Objective: To validate the performance of a multi-omics combined test for early screening of high-risk liver cancer populations. Methods: 173 high-risk patients with liver cancer were prospectively screened in a real-world setting, and 164 cases were finally enrolled. B-ultrasound, alpha-fetoprotein (AFP), and HCC screens were conducted in all patients. A multi-omics early screening test was performed for liver cancer in combination with multi-gene methylation, TP53/TERT/CTNNB1 mutations, AFP, and abnormal prothrombin (PIVKA-II). Differences in rates were compared using the chi-square test, adjusted chi-square test, or Fisher's exact probability method for count data. A non-parametric rank test (Mann-Whitney) was used to compare the differences between the two groups of data. Results: The HCCscreen detection had a sensitivity of 100% for liver cancer screening, 93.8% for liver cancer and precancerous diseases, 34.1% for positive predictive value, 99.2% for negative predictive value, and 0.89 for an area under the curve (AUC). Parallel detection of AFP, AFP+B-ultrasound, and methylation+mutation had a sensitivity/specificity and AUC of 31.3%/88.5% (AUC=0.78), 56.3%/88.2% (AUC=0.86), and 81.3%/82.4 % (AUC=0.84). At the same time, the disease severity range was significantly correlated with the methylation+mutation score, HCCscreen score, or positive detection rate (PDR). There was no significant correlation between AFP serum levels and methylation+mutation or HCCscreen scores, while there was a significant linear correlation between methylation+mutation scores and HCCscreen scores (r = 0.73, P < 0.001). Conclusion: In real-world settings, HCCscreen shows high sensitivity for screening opportunistic, high-risk liver cancer populations. Furthermore, it may efficaciously detect liver cancer and precancerous diseases, with superior performance to AFP and AFP+ultrasound. Hence, HCCscreen has the potential to become an effective screening tool that is superior to existing screening methods for high-risk liver cancer populations.

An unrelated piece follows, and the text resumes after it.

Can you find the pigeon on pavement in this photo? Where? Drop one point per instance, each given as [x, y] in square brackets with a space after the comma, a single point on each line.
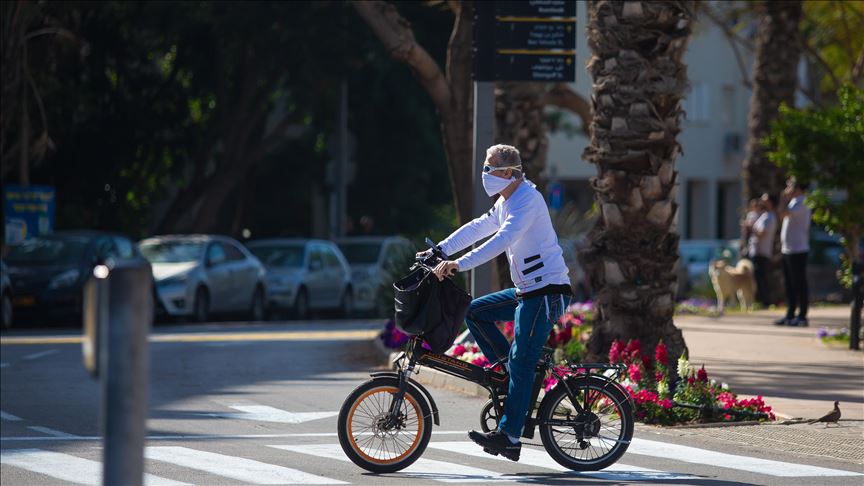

目的: 拟验证一项多组学联合检测在肝癌高危人群进行肝癌早筛的性能。 方法: 在真实世界环境下前瞻性筛选173例肝癌高危患者,最后入组164例患者。所有患者均行B超、甲胎蛋白(AFP)和HCCscreen检测。HCCscreen检测是一项合并多基因甲基化、TP53/TERT/CTNNB1突变、AFP和异常凝血酶原(PIVKA-II)的多组学肝癌早筛检测。计数资料使用χ(2)检验、校正χ(2)检验或Fisher精确概率法比较率的差异;等级资料使用非参数检验(Mann-Whitney)法比较两组数据间的差异。 结果: HCCscreen检测对肝癌的筛查灵敏度为100%,对肝癌及癌前疾病的筛查灵敏度为93.8%,阳性预测值34.1%,阴性预测值99.2%,曲线下面积(AUC)为0.89。平行检测的AFP、AFP+B超和甲基化+突变的灵敏度/特异度及AUC分别为31.3%/88.5%(AUC=0.78)、56.3%/88.2%(AUC=0.86)和81.3%/82.4%(AUC=0.84)。同时,疾病严重程度与甲基化+突变评分、HCCscreen评分或阳性检出率存在显著相关性。虽然AFP血清水平与甲基化+突变或HCCscreen评分之间没有显著相关性,但甲基化+突变评分与HCCscreen评分之间存在显著的线性相关性(r = 0.73, P < 0.001)。 结论: 在真实世界机会性筛查条件下,HCCscreen显示出对肝癌高危人群筛查高灵敏度,可有效发现肝癌及癌前疾病,其表现优于AFP及AFP+B超。HCCscreen有潜力成为优于现有筛查方法的肝癌高危人群的有效筛查工具。.
Keywords: DNA methylation; Early diagnosis; Gene mutation; Hepatocellular carcinoma; Screening; Tumor biomarker.